Abstract

Perfusion computed tomography (PCT) is critical in detecting cerebral ischemic lesions. PCT examination with low-dose scans can effectively reduce radiation exposure to patients at the cost of degraded images with severe noise and artifacts. Tensor total variation (TTV) models are powerful tools that can encode the regional continuous structures underlying a PCT object. In a TTV model, the sparsity structures of the contrast-medium concentration (CMC) across PCT frames are assumed to be isotropic with identical and independent distribution. However, this assumption is inconsistent with practical PCT tasks wherein the sparsity has evident variations and correlations.
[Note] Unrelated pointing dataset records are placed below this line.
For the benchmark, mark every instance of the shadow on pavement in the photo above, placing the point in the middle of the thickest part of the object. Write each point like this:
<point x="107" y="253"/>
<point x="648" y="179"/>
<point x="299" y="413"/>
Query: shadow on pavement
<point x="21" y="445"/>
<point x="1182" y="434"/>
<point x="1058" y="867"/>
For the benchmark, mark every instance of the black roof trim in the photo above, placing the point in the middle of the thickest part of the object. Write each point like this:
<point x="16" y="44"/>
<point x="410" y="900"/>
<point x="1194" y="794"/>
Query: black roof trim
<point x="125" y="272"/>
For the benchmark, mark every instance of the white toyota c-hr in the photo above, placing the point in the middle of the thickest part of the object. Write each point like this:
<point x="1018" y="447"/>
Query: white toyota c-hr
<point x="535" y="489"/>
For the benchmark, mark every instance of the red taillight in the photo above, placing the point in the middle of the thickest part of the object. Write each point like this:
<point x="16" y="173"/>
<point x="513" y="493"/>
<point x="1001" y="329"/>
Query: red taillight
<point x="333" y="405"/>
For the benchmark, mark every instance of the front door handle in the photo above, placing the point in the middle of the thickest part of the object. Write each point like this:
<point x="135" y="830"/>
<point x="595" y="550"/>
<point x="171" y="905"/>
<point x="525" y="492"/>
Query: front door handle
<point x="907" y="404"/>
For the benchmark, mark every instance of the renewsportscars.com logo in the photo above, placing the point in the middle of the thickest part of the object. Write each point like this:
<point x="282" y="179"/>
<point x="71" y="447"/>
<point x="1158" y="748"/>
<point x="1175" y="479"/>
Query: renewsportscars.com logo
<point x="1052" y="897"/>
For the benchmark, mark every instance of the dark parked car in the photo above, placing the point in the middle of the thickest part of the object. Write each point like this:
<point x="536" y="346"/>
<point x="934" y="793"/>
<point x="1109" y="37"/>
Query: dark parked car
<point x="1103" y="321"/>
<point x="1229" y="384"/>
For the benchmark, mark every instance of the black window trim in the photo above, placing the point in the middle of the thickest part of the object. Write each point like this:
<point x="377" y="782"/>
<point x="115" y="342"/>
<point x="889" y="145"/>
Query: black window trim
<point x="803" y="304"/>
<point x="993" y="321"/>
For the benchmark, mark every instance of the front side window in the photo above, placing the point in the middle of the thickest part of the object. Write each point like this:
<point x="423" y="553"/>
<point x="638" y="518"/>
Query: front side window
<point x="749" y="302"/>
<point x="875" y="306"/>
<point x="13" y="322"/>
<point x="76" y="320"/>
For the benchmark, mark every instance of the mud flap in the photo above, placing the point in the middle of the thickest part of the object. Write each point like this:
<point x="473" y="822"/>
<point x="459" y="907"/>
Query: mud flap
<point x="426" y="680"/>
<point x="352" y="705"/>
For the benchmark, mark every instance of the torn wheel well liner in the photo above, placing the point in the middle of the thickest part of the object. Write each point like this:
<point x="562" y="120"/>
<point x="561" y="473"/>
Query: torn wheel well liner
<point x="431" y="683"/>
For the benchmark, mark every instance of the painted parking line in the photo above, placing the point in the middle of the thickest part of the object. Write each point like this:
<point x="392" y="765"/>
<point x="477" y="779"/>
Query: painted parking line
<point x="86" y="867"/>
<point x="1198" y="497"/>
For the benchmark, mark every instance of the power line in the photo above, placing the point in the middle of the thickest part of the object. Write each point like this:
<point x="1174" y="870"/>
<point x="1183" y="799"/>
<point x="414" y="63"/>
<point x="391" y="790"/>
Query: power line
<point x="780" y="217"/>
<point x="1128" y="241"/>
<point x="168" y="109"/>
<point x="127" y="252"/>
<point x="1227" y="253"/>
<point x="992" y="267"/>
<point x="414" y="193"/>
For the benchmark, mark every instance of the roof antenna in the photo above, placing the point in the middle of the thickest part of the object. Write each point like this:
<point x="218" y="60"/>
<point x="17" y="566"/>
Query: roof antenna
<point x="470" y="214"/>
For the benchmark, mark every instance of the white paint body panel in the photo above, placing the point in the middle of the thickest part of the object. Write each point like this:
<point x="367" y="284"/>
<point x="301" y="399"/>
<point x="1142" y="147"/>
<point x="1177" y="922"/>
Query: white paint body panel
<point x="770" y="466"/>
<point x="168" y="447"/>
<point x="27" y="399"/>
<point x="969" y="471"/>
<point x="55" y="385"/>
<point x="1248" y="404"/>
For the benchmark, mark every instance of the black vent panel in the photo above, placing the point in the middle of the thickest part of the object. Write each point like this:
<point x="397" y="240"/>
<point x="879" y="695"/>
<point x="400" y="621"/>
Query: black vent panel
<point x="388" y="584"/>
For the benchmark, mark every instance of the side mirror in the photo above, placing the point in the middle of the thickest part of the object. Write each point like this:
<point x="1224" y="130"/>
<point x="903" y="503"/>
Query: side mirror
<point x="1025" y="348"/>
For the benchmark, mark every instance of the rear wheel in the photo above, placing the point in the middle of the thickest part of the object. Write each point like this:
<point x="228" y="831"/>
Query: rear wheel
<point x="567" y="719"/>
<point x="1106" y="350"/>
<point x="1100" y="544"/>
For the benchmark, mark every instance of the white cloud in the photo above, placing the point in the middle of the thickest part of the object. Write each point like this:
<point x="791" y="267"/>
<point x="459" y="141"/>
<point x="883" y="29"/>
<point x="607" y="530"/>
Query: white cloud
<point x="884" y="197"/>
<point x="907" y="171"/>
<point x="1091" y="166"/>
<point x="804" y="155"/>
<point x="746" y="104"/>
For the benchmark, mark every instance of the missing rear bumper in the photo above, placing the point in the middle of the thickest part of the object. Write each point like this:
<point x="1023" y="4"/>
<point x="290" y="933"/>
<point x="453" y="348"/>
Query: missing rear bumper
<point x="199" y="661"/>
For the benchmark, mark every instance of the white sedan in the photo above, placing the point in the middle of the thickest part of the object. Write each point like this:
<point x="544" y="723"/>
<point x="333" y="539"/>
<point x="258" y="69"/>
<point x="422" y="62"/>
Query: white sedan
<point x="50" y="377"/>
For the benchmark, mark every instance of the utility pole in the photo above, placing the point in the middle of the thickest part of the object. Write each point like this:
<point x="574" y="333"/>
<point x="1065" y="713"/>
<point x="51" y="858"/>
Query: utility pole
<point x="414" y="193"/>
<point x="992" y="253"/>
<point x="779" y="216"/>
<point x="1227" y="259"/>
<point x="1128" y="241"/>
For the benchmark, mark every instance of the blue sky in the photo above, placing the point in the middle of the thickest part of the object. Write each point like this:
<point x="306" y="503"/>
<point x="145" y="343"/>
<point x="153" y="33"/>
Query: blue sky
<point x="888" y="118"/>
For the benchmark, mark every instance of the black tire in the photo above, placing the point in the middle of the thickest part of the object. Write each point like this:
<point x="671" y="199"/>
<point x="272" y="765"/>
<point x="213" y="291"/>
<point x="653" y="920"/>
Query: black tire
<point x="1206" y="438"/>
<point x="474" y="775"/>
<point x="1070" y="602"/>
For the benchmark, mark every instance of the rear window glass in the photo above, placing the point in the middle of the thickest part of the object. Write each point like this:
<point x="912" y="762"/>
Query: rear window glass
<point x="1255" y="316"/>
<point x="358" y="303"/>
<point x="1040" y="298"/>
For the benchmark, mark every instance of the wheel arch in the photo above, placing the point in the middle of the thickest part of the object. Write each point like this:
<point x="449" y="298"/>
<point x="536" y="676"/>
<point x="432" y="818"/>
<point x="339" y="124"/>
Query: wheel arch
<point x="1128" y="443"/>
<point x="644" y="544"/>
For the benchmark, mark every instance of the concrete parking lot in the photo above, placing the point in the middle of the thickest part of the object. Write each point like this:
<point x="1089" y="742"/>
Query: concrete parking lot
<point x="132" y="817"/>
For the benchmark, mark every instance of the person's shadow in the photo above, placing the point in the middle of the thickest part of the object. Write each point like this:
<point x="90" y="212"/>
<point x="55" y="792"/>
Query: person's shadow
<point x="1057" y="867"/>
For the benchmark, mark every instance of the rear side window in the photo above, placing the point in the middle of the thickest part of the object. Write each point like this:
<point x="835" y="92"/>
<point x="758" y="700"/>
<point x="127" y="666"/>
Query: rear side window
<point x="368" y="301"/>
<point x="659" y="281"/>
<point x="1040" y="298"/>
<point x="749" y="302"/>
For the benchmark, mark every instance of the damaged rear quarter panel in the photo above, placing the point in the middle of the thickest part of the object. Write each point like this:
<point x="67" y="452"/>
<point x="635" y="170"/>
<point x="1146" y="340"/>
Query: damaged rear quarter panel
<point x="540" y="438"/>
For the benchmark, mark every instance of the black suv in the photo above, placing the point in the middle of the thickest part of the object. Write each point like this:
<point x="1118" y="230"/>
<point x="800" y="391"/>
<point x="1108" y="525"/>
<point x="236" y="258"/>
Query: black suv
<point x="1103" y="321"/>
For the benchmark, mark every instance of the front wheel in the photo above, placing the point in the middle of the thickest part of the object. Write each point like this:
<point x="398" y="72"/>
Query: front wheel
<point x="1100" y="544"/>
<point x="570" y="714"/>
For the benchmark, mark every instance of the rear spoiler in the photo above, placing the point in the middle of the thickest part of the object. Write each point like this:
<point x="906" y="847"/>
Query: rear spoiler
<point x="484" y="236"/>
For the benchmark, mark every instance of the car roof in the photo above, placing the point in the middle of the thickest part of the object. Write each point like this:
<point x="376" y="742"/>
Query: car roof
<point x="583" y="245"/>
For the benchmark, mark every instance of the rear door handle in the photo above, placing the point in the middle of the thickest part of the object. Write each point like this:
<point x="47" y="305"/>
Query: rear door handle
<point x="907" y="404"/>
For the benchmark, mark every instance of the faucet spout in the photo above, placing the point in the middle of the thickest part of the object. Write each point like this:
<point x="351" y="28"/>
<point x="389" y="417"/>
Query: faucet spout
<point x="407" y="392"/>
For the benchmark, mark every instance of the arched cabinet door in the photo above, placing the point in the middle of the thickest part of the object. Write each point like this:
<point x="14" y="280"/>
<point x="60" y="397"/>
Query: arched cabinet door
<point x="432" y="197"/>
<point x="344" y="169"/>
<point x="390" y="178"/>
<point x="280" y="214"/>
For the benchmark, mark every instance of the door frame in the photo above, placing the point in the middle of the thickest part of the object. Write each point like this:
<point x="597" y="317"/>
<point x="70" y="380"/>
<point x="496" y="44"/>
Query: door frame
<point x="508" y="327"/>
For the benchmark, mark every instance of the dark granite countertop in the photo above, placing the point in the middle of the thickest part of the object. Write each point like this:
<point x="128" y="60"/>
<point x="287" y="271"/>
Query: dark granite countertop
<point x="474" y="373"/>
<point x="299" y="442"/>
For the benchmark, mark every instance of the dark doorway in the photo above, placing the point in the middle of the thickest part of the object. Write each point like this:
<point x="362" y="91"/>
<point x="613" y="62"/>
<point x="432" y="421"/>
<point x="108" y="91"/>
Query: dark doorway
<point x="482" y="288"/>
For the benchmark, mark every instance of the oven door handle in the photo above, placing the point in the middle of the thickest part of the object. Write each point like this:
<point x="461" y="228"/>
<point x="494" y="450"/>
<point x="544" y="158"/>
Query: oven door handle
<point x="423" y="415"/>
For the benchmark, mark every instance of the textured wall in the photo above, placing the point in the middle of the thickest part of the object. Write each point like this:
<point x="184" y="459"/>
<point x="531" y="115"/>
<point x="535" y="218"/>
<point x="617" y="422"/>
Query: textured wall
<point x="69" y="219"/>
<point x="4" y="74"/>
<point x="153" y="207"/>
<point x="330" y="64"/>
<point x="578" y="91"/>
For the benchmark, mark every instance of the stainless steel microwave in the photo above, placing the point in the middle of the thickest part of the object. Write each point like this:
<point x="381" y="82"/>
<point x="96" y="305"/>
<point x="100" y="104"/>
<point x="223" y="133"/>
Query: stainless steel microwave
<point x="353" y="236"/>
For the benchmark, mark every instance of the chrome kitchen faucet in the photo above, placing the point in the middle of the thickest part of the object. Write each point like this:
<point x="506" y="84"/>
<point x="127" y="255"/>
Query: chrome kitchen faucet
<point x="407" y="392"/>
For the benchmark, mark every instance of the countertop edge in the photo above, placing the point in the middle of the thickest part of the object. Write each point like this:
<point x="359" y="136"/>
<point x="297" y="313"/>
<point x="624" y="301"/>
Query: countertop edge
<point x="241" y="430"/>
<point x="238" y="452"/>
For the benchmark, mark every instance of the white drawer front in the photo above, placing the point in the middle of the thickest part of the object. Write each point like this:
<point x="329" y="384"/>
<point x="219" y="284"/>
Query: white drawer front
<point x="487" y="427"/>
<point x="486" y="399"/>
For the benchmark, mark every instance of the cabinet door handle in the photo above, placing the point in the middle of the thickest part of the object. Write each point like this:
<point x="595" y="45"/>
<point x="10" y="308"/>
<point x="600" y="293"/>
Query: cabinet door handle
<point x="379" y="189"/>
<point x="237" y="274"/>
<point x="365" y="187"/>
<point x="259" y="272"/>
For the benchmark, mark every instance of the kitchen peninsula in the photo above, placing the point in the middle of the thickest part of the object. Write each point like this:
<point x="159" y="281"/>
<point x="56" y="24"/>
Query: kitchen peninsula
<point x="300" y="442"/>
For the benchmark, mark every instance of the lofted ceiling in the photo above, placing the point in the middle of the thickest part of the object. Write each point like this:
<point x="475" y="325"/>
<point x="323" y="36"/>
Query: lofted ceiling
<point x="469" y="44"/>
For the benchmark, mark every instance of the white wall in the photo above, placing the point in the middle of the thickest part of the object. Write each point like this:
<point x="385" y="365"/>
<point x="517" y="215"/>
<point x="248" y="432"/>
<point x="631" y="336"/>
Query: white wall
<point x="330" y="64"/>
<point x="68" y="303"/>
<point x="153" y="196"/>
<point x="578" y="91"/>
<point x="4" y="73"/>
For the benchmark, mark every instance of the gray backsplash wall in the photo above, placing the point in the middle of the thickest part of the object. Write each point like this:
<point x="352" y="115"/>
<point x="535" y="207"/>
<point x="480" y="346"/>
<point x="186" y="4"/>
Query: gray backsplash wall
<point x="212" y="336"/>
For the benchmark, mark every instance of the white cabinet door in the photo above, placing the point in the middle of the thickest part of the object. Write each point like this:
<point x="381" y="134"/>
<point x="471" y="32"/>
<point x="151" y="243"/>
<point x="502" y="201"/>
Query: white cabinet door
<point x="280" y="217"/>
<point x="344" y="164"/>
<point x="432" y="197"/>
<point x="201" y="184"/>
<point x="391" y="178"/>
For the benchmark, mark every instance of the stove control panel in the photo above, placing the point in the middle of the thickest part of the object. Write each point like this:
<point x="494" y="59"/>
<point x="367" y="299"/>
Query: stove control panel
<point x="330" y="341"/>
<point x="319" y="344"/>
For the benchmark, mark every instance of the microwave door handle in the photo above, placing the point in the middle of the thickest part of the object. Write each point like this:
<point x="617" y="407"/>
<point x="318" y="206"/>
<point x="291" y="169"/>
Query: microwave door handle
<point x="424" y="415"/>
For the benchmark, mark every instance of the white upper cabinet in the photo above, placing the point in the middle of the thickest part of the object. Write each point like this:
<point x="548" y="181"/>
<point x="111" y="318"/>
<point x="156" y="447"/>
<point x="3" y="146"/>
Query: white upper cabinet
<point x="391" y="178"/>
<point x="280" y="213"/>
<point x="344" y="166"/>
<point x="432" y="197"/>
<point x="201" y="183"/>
Such modeling deviation hampers the performance of TTV-based PCT reconstructions. To address this issue, we developed a novel contrast-medium anisotropy-aware tensor total variation (CMAA-TTV) model to describe the intrinsic anisotropy sparsity of the CMC in PCT imaging tasks. Instead of directly on the difference matrices, the CMAA-TTV model characterizes sparsity on a low-rank subspace of the difference matrices which are calculated from the input data adaptively, thus naturally encoding the intrinsic variant and correlated anisotropy sparsity structures of the CMC. We further proposed a robust and efficient PCT reconstruction algorithm to improve low-dose PCT reconstruction performance using the CMAA-TTV model. Experimental studies using a digital brain perfusion phantom, patient data with low-dose simulation and clinical patient data were performed to validate the effectiveness of the presented algorithm. The results demonstrate that the CMAA-TTV algorithm can achieve noticeable improvements over state-of-the-art methods in low-dose PCT reconstruction tasks.